Detection Availability
- YARA Rules: No
- Sigma Rules: No
- Snort/Suricata Rules: No
- KQL Queries: No
- Splunk SPL Queries: No
- EQL Queries: No
- Other Detection Logic: No
No detection rules are provided as this article discusses a reverse engineering tool and methodology rather than a threat.
Detection Engineering Assessment
EDR Visibility: None — The article discusses a local reverse engineering workflow, not malicious activity to be detected by EDR. Network Visibility: None — The described AI agent and COM interactions occur entirely locally on the analyst's workstation.

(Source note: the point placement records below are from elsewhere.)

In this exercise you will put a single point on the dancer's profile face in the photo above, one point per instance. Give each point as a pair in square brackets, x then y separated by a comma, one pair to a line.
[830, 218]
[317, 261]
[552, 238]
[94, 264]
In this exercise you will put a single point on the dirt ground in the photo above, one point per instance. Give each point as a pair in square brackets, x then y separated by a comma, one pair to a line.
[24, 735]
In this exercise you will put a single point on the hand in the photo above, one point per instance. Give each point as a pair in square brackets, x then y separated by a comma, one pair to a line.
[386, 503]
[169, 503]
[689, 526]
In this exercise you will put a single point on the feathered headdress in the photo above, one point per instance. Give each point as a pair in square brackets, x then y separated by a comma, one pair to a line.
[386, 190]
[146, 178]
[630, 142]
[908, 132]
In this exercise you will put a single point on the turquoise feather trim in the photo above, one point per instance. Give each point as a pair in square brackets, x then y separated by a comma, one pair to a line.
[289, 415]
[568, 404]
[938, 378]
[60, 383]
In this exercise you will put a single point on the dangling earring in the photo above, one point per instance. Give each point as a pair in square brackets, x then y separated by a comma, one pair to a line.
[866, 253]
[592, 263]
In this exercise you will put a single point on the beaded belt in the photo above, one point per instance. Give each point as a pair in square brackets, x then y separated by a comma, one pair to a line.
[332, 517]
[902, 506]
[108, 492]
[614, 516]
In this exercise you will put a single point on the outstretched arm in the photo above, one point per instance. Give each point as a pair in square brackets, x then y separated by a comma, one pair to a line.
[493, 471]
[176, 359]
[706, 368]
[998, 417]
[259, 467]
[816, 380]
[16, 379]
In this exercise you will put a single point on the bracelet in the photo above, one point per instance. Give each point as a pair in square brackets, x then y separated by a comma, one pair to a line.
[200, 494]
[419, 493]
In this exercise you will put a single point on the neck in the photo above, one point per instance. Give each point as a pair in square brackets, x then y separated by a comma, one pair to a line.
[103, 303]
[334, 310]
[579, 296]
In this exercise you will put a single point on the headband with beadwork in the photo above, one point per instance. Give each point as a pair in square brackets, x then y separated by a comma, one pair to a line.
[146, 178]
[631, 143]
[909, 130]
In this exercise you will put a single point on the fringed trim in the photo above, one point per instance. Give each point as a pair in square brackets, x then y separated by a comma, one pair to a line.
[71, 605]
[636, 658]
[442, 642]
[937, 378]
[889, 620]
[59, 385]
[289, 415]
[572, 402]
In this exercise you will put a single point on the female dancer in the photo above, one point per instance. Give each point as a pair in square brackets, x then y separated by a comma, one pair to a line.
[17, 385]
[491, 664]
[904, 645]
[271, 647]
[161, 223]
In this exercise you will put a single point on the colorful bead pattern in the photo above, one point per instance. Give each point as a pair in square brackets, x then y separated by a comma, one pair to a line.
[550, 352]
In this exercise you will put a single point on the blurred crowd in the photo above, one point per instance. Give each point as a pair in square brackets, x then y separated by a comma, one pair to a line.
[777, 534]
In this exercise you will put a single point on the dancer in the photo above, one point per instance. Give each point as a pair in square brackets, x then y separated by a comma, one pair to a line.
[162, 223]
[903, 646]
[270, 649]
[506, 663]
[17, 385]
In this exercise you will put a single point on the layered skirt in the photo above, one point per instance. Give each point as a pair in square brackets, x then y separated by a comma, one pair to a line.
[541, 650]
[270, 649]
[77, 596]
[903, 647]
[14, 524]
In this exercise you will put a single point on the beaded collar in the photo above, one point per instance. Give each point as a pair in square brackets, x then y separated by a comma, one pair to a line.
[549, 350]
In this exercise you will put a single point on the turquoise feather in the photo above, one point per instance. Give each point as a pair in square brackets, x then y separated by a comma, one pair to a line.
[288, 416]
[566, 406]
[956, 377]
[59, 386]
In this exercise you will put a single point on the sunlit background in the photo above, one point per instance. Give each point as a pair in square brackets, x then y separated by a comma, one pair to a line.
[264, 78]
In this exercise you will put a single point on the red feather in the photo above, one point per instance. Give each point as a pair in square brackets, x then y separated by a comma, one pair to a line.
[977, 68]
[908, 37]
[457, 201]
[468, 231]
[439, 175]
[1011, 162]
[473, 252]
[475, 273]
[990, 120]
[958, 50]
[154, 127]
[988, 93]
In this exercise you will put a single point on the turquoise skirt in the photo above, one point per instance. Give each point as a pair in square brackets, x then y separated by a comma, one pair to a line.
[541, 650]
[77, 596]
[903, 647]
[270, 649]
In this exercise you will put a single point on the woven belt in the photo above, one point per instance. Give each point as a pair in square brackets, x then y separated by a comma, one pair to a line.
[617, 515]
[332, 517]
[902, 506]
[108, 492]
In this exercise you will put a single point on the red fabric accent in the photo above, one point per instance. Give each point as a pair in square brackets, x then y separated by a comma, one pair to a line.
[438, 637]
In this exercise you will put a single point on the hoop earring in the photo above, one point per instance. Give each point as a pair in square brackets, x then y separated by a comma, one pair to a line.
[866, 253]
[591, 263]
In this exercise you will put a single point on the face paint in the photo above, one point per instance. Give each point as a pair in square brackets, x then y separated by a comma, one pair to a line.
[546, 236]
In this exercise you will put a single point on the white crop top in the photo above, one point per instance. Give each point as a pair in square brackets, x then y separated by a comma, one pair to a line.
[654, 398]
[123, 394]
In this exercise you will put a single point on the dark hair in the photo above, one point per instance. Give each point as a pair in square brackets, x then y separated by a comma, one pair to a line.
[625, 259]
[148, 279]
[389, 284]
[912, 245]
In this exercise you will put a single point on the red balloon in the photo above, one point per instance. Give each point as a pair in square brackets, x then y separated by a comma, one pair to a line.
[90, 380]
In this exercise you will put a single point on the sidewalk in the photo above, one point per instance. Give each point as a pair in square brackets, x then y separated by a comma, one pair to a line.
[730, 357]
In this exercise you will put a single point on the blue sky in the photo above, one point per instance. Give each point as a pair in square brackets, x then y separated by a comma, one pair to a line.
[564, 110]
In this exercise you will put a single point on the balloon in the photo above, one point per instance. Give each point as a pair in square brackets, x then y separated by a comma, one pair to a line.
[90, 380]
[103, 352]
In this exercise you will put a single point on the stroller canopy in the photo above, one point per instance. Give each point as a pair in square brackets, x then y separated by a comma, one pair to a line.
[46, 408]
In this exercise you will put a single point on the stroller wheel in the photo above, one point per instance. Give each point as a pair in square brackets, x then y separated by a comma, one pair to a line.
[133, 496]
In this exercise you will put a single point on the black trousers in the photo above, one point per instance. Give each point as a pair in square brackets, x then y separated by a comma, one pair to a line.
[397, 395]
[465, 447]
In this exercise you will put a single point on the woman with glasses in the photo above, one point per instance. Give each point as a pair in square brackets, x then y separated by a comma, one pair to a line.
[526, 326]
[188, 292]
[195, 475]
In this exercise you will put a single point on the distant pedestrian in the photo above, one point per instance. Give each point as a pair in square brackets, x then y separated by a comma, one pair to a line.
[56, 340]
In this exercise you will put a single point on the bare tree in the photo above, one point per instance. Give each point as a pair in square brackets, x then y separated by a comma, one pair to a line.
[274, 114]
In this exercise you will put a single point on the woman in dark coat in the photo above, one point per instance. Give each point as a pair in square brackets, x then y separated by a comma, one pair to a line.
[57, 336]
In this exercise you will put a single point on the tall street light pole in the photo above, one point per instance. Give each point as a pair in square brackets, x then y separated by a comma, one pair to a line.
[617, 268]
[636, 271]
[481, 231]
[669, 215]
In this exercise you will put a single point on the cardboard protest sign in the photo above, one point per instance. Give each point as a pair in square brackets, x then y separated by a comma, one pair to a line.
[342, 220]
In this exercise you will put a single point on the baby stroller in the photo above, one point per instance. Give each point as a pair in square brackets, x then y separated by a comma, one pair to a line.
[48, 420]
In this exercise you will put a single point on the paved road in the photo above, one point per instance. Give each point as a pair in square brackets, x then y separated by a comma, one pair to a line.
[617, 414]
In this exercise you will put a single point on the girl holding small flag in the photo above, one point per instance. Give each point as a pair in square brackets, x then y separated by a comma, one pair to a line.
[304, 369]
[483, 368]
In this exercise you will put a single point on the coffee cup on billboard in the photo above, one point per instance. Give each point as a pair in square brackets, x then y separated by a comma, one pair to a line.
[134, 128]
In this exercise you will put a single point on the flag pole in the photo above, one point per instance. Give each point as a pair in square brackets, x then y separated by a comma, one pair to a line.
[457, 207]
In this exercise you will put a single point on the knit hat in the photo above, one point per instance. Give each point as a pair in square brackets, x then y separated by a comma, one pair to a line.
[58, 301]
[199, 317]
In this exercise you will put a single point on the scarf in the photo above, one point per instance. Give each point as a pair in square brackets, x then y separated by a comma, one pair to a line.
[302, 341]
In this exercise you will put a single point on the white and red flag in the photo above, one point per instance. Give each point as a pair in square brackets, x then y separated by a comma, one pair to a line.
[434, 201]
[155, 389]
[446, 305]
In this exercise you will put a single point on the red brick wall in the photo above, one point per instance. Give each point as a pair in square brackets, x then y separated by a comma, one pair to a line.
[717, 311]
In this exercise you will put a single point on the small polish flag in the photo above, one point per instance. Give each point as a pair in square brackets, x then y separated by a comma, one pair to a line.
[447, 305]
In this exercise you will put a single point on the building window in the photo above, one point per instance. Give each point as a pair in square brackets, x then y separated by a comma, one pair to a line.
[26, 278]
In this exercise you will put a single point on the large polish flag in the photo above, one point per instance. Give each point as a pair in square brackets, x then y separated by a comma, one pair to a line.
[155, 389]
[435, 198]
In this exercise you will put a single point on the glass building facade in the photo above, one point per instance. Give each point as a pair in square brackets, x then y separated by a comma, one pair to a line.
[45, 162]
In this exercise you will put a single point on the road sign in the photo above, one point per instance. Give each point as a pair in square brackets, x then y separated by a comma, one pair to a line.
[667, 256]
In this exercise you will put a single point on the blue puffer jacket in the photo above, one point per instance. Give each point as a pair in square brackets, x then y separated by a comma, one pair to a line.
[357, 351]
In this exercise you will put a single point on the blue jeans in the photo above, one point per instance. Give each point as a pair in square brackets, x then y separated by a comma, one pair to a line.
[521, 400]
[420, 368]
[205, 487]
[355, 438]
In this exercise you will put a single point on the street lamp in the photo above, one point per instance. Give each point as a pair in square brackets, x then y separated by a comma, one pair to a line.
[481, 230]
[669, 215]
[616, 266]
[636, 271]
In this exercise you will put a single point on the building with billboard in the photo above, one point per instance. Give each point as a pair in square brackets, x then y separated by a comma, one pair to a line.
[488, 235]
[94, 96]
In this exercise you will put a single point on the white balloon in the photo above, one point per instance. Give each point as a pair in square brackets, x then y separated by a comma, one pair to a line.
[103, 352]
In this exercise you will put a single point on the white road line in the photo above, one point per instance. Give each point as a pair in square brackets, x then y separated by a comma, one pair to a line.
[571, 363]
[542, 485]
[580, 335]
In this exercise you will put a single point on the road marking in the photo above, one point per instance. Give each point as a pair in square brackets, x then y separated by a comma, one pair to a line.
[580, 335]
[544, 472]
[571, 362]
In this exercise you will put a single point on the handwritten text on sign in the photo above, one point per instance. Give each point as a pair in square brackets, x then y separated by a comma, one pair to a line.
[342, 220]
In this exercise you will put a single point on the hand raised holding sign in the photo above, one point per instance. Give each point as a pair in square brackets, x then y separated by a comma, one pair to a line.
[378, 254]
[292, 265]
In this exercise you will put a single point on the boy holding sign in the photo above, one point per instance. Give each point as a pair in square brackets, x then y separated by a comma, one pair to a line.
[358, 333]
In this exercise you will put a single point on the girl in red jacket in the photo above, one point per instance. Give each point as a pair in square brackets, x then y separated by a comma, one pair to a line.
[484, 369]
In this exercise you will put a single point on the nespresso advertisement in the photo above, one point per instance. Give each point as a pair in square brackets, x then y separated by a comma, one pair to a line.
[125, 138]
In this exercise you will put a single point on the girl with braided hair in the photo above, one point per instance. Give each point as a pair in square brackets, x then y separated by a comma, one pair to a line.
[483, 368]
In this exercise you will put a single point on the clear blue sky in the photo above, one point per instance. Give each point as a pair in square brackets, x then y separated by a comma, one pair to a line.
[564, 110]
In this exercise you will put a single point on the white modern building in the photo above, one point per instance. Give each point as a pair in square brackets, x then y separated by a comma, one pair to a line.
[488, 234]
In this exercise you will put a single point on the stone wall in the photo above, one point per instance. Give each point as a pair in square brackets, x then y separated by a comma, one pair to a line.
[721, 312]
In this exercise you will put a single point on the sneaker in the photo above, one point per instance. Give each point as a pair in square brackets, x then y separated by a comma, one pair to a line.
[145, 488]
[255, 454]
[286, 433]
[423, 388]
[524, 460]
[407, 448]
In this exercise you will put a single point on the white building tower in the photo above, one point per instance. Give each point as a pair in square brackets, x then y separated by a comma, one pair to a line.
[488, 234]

Detection Difficulty: N/A — This is a defensive reverse engineering technique, not a threat to be detected.
Hunting Hypotheses
| Hypothesis | Telemetry | ATT&CK Stage | FP Risk |
|---|---|---|---|
| If you have visibility into script execution, consider hunting for cscript.exe or wscript.exe processes interacting with unusual COM objects via GetObject, which may indicate automated local scripting (both legitimate analysis or potential discovery). | Process Execution, Script Block Logging | Execution | High |
False Positive Assessment
- Low
Recommendations
Immediate Mitigation
- Verify against your organization's incident response runbook and team escalation paths before acting.
- Evaluate the integration of local AI agents and scriptable disassemblers (like vbdec) into your reverse engineering workflows to improve analysis efficiency.
Infrastructure Hardening
- Consider restricting access to sensitive reverse engineering environments to prevent unauthorized access to local AI models and parsed binaries.
User Protection
- Ensure reverse engineering workstations are isolated from production networks to safely analyze potentially malicious binaries.
Security Awareness
- Train malware analysts and reverse engineers on leveraging COM interfaces and local AI agents for automated binary analysis.